We use the past simple to talk about a finished time in the past:
I went to the theatre a lot when I was at university.
We use the present perfect ('have/has' + past participle) to talk about a time which started in the past and continues now:
I have been to the theatre six times this year.
I have never been to the theatre in my life.
What is The Tempest really about?
Well the plot of The Tempest on the face of it is quite simple. A group of people have been stranded on an island by a magician. But he’s basically debating whether or not to take revenge on them and instead is learning that he needs to forgive and show mercy. But that’s true of the other characters. Caliban feels wronged by Prospero. He wants to have Prospero killed. He wants to take the island back but he too needs to learn that actually forgiveness and mercy is the better road. We also get an opportunity to see Prospero as a parent, because for the Elizabethans of course a king was a kind of parent. So Prospero’s daughter Miranda is important. But also too Caliban, who is in a way Prospero’s son. We get to see how a bad parent produces a bad son. And we get to see that dynamic play out. So there’s lots of different forms of interest, lots of different things that we can see.
Playing Caliban in The Tempest
Caliban is a very interesting part in that he’s described by all the other characters in the play in so many different ways: he’s a monster, he’s a demi-devil, he’s a fish, he’s a moon-calf, he’s deformed. A lot of these things are contradictory. How can he be a devil and a fish and a moon-calf and a deformed human? I think for an Elizabethan mind Caliban would have struck them as being a devil.

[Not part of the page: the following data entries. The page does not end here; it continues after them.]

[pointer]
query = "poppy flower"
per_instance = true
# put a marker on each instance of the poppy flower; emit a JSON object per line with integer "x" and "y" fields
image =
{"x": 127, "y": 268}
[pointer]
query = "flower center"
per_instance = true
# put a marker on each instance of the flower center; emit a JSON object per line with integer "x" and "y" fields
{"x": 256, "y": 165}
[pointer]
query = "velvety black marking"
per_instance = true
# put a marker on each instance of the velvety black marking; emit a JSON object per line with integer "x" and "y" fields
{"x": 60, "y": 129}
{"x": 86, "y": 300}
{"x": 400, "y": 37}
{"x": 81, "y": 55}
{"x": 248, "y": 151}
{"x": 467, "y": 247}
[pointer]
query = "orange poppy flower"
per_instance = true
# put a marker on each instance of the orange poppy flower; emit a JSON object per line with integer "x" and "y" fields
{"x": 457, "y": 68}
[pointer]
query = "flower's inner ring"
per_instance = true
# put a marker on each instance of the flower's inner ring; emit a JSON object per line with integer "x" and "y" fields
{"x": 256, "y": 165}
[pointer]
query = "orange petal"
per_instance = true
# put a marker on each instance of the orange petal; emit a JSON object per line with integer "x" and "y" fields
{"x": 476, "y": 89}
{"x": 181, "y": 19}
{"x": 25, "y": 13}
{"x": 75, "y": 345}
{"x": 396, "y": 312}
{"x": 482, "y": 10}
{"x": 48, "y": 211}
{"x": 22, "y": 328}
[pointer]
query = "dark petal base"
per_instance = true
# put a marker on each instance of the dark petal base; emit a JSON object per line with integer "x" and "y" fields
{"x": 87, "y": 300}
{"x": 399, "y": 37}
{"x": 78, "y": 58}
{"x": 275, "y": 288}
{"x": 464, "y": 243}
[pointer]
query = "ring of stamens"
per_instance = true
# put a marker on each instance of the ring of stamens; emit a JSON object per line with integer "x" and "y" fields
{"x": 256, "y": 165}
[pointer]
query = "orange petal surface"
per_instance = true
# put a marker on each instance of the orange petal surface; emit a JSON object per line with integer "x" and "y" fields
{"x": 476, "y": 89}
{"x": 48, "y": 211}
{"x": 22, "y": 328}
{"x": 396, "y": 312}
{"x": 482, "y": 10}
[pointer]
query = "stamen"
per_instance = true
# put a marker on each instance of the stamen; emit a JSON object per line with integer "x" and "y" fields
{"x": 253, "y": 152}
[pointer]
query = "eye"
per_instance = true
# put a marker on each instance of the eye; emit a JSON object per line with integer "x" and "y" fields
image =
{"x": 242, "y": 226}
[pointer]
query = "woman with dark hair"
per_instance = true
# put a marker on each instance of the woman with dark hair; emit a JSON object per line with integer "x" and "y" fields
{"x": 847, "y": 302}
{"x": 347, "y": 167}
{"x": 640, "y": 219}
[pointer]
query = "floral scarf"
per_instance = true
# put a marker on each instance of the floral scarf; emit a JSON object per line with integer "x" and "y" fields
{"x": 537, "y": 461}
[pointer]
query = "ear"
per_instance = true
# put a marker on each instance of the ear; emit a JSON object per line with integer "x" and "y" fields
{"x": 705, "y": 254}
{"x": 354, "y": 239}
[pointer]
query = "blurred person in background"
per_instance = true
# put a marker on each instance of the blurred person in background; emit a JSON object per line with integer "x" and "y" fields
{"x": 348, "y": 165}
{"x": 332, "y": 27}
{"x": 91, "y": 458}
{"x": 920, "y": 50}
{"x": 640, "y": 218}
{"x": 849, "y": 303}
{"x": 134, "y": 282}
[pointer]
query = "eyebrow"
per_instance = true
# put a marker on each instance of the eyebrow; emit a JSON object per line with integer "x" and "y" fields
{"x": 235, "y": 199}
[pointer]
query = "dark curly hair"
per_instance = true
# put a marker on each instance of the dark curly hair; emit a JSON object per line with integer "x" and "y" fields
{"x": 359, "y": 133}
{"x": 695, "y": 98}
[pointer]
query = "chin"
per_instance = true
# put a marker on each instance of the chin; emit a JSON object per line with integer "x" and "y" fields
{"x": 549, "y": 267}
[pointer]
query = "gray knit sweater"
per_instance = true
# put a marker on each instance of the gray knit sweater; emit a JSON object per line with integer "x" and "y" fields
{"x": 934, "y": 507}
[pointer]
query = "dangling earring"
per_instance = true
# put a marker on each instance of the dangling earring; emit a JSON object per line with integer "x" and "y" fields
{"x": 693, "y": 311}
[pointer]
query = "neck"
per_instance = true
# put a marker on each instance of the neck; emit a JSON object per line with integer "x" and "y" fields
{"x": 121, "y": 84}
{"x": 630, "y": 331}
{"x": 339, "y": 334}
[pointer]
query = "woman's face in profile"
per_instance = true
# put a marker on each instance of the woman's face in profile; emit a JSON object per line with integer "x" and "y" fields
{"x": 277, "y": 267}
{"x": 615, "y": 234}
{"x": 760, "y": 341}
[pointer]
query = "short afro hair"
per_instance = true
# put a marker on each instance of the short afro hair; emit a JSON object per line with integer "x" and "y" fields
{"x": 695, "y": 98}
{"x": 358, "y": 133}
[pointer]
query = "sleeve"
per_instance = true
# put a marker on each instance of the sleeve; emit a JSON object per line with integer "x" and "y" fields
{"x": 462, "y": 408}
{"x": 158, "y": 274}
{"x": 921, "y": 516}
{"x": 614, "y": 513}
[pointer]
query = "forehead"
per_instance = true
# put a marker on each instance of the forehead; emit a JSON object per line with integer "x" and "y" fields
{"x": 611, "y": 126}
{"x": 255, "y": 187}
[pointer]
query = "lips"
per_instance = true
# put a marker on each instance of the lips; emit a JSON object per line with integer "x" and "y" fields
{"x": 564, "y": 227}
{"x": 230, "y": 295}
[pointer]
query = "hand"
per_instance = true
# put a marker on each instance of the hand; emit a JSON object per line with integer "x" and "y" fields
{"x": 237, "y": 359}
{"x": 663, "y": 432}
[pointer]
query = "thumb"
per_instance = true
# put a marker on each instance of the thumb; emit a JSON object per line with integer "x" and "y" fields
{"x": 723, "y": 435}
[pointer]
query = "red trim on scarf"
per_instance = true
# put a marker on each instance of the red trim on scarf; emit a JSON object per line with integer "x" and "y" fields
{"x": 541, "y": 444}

As I say, he has all the vices: greed, wrath, lust. All the really bad things that people think drive them, Caliban has. But he’s also kept human by Shakespeare. He doesn’t have any magic. He clearly is in love with Miranda, desperately in love, but has been rejected by her and by Prospero. So his fury is coming from a place of love too. So that’s how I started, was not wanting to rule anything out but try and keep everything in. So then you find a design that suits that and then you try also to do a realistic, naturalistic thing which is to imagine what it’s like to be someone who was deserted on an island as a baby, his mother dies before Prospero finds him, and he’s been left as a small child on an island surrounded by wild animals. There’s a lot of complicated, interesting things you can do psychologically, you know, from research and through design.
What is the best age to start seeing Shakespeare’s plays?
I have a ten-year-old son – in fact I have two sons, a ten- and a seven-year-old – and my ten-year-old has been coming and seeing Shakespeare since he was five. He saw All’s Well That Ends Well when he was about five and a half and he’s never been frightened of it, and he has now seen eight or so different Shakespeare plays, but because he was never told to worry about it he’s always understood it. I find it extraordinary. He on his own learnt ‘To be or not to be’ one afternoon just because he wanted to. And that’s thrilling. I have another son who’s seven. He likes doing. He likes playing. He’s not interested in sitting still and watching. And when he’s come to the theatre he’s been bored rigid. And I completely understand both attitudes. I hate being in the theatre and watching. I love being in the theatre and playing. But I’m delighted that one of my sons can listen to the language and not be frightened by it. So, you know, Shakespeare is not something that anyone should feel they have to like, or have to sit and watch. It’s something you can come and go from.